И ведь, вот что странно, изнеженным аристократишкой Алан себя не считал, дрался иной раз не на жизнь, а на смерть, бывал ранен не единожды и даже принимал участие в схватках с разбойниками. Воевать, правда, не воевал, но иной раз и на дороге можно попасть в такую переделку, что куда там настоящим воинам. И ведь всегда сносил все ранения стоически, не скулили и в обморок при виде крови, как собственной, так и чужой, не падал. А вот стоило только по неосторожности ранить самого себя, палец там порезать или вот как сейчас, крови на магический анализ нацедить, как превращался в сомлевшую институтку. Удивительно.
Тошнота и слабость все не отпускали, и Алан основательно приложился к бутылке с вином. Пил жадно, крупными глотками, морщился от мерзкого вкуса, но пока не выпил все, бутылку не отставил. Алкоголь подействовал слабо, но граф Фарли, сжав зубы, продолжил свое занятие.
Взял два тонких стеклышка, на одно капнул каплю собственной крови из цилиндра, вторым прижал сверху. Подержал так немного, а затем установил стеклышки особым способом на зеркале. Сверху приладил хитрый аппарат, в котором был вставлен специальный артефакт.
Выдохнул и склонился над зеркалом, разглядывая собственную кровь через кристаллы артефакта. Крутил его и так и этак, вертел, шипел себе под нос что-то неразборчивое и в результате выругался вслух:
- Шарх побери! Поздно! И что теперь делать? Состав зелья не определить, кровь выжгла большую часть компонентов. Вот же маменька, удружила! Наградила на мою голову.
Алан ругнулся еще раз, потянулся к бутылке, но оказалось, что вина там уже не осталось, что еще сильнее его разозлило.
- Не ночь, а катастрофа какая-то! – буркнул себе под нос граф, отставляя пустую бутылку на пол.
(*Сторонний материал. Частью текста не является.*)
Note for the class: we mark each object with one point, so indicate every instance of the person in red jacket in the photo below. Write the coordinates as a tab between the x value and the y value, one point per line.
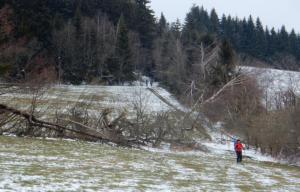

Пришлось на время оставить стеклышки, вымазанные кровью в покое и разобраться с цилиндром. Из сундучка Алана вытащил два небольших флакончика: один из темного стекла, второй на удивление, прозрачный. Распределил собственную кровь из цилиндра по флакончикам, тщательно завазюкал пробки расплавленным сургучом, приложился к каждой печаткой, которую вот уже несколько лет, не снимая, носил на мизинце левой руки. Печать эта была хитрая, с подковыкой. Вот если на нее смотреть прямо без каких-либо ухищрений, то виден герб рода Фарли: роза без шипов и две капли крови, падающие с лепестков. А вот если посмотреть на изображение под углом, да поднести оттиск поближе к горящей свече, то можно увидеть, что вовсе не роза это, а самая, что ни на есть рапира, в навершии которой горит яркое пламя, и скрещена она с секирой, которой в стародавние времена колдунам и ведьмам головы рубили. Ее, секиру эту, так и называли – «Ведьмина смерть» и использовали только на благое дело – казнь тех, кто использовал свой магический дар не на благо людей, а им во вред. Правда, последние лет пятьдесят, такой секирой не использовалтиь вовсе, поскольку магия стала медленно уходить из мира, маги рождались по большей части слабыми, едва способными на то, чтобы свечку зажечь. А ведьмы… эту погань почти всю извели инквизиторы, а если когда и попадалась какая колдовка, то ее на костер отправляли, а головы теперь все больше дворянам-заговорщикам рубили, вроде как почести «голубой крови» оказывали. Если на плаху простолюдин попадал или торговец - тех просто вешали.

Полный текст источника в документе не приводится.